I exclaimed at the conditions under which he grew up, worried over his arrival as a teenager alone in a big northern city, admired his steps toward self-sufficiency (including work in the post office), and was inspired by his self-education program.
For a penniless African American boy whose formal education did not extend beyond the 9th grade to become a famed writer and friend of Sartre and Camus is quite an achievement.
As part of my reading, I dug out a forceful article of Wright’s, “Not My People’s War,” The New Masses, 6/17/1941.
The article, his take on the impending American involvement in World War II, contrasts the ideal of freedom to the realities of everyday American life.

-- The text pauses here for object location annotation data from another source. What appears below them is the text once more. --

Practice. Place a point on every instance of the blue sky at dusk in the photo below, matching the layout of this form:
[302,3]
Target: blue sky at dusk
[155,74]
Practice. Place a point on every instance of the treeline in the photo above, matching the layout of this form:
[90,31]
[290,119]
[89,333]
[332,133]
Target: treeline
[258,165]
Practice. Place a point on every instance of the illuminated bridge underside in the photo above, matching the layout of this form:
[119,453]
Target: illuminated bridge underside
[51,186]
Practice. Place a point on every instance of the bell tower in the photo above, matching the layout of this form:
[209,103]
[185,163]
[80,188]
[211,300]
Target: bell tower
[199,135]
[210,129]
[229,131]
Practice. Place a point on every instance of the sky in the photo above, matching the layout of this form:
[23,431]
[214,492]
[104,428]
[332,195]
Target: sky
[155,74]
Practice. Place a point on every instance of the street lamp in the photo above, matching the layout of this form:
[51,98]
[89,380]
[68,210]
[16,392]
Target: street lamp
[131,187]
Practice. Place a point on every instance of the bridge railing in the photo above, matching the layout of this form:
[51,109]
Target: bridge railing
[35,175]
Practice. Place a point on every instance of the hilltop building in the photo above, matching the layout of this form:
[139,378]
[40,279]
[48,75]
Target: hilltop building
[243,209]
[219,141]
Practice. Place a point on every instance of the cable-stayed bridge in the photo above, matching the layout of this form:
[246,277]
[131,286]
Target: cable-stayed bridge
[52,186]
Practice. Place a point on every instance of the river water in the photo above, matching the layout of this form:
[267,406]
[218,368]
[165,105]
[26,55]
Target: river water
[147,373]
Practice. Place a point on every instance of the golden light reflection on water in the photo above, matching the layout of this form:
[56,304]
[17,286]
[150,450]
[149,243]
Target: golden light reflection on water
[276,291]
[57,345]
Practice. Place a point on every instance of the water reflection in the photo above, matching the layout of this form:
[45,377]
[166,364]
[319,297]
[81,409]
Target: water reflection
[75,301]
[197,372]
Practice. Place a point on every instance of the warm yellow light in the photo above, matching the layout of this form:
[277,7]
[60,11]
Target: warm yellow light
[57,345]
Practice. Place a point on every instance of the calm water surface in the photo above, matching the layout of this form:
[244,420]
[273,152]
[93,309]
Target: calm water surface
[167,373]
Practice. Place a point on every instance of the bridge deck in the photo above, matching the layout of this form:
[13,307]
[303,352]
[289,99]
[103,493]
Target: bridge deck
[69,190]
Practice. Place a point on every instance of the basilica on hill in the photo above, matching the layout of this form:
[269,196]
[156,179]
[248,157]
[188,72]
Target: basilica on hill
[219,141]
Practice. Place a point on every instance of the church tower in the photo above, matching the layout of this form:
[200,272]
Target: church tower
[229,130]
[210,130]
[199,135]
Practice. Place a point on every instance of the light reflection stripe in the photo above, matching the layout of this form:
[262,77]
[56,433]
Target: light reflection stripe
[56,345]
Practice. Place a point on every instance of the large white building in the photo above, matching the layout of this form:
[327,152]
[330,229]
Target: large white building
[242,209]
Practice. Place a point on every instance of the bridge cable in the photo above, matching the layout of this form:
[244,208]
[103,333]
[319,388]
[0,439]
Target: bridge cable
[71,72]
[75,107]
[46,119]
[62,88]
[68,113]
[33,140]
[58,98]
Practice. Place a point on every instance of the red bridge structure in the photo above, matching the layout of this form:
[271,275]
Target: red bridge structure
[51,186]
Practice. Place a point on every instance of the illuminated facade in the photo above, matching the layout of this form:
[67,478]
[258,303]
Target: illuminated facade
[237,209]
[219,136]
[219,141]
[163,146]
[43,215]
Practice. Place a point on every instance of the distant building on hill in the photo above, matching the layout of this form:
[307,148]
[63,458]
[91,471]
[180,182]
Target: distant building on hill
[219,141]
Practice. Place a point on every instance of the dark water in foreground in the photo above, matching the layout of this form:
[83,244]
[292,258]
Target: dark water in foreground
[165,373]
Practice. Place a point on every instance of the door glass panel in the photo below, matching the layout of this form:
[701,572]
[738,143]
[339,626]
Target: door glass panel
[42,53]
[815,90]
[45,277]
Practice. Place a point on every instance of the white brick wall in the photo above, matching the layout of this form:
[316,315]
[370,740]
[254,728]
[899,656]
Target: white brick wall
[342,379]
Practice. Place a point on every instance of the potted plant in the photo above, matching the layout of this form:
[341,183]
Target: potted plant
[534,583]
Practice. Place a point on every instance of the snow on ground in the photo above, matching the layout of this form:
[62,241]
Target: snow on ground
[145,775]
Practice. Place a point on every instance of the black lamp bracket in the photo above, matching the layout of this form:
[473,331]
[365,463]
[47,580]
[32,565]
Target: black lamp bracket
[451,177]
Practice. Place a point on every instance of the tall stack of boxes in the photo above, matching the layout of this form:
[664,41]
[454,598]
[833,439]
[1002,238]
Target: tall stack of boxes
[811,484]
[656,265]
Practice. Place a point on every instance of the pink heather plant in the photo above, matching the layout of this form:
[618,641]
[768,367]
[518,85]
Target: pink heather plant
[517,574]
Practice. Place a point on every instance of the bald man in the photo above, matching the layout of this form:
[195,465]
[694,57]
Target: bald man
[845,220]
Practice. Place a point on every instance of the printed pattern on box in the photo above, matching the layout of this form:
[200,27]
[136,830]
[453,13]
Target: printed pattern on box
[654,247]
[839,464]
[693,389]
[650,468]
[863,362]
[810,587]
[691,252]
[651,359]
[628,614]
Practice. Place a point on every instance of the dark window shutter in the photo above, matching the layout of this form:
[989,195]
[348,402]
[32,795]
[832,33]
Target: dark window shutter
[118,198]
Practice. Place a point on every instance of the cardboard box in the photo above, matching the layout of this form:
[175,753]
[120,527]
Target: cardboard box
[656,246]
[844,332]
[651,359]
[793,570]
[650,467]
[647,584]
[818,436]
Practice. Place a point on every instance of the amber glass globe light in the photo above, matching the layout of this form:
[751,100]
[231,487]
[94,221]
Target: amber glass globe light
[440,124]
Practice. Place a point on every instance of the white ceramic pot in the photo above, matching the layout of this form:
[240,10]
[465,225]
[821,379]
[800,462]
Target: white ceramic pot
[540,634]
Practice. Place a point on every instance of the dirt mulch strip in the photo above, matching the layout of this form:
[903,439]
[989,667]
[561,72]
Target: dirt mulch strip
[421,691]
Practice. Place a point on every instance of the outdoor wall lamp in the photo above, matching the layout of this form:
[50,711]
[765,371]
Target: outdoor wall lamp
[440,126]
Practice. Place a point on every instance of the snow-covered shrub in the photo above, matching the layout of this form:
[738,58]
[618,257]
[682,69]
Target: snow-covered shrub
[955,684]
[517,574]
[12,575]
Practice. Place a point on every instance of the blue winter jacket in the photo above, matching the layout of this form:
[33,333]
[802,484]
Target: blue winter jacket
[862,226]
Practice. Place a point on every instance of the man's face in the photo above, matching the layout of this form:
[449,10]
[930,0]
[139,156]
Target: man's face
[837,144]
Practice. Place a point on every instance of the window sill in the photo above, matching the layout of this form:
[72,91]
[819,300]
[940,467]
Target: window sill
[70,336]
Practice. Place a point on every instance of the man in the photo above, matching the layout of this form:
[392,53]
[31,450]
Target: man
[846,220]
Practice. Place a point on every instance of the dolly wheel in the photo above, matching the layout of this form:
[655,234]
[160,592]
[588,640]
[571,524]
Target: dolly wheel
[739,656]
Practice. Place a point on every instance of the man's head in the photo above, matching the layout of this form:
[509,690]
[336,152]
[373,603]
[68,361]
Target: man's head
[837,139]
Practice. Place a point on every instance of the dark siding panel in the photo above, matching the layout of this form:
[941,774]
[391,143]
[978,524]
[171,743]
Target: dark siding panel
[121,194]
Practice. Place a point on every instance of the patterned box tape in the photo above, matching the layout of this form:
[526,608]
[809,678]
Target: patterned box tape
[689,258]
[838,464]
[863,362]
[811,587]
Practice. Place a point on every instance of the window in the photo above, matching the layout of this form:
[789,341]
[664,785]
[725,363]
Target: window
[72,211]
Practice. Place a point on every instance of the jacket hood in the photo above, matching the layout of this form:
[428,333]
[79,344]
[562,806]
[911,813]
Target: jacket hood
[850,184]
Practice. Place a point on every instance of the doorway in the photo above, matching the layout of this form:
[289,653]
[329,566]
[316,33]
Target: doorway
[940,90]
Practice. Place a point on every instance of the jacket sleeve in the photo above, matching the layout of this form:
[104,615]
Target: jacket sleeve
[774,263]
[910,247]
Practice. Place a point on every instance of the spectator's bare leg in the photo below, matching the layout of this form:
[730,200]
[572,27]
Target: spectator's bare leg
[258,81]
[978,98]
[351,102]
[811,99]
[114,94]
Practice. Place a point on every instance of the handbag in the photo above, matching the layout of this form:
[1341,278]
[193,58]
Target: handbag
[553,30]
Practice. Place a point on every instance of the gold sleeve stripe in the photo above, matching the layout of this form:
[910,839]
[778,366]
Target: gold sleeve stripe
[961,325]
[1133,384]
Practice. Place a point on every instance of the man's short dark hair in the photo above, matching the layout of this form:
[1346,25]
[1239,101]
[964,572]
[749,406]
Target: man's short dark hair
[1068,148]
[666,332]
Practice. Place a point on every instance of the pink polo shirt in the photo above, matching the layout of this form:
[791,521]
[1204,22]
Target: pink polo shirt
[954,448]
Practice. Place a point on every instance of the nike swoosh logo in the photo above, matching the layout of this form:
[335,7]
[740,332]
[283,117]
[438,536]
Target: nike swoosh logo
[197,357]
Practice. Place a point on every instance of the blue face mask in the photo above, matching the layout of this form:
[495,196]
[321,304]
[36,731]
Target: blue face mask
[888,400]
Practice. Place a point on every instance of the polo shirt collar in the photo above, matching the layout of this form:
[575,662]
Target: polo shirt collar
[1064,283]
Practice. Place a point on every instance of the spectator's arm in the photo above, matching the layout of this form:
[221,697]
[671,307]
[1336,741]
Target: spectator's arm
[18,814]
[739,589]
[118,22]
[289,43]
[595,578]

As we read it, it is hard not to reflect on where this country may or may not have made progress in the last 74 years, and where in fact the clock is even being turned backwards.
Here is one excerpt (p. 9):
Our primary problem is a domestic problem, a problem concerned with the processes of democracy at home. We need jobs. We need shelter. We urgently need an enormous increase in health, school, recreational, and other facilities. We need to see the Thirteenth and Fourteenth Amendments to the Constitution enforced. We need to see the Bill of Rights translated into living reality. We need to see anti-lynching bills and anti-poll tax bills passed by the Congress of the United States. We need to see Congress guarantee the right of labor to organize, to bargain collectively, to strike in defense of their hard won standards of living when they deem it
So true still, most of it. No political analyst could say it more clearly. There is a lot to be said in favor of all of us, and students in particular, reading creative literature at least as much as the “factual exposition” type of writing that seems lately to have become privileged in our education system.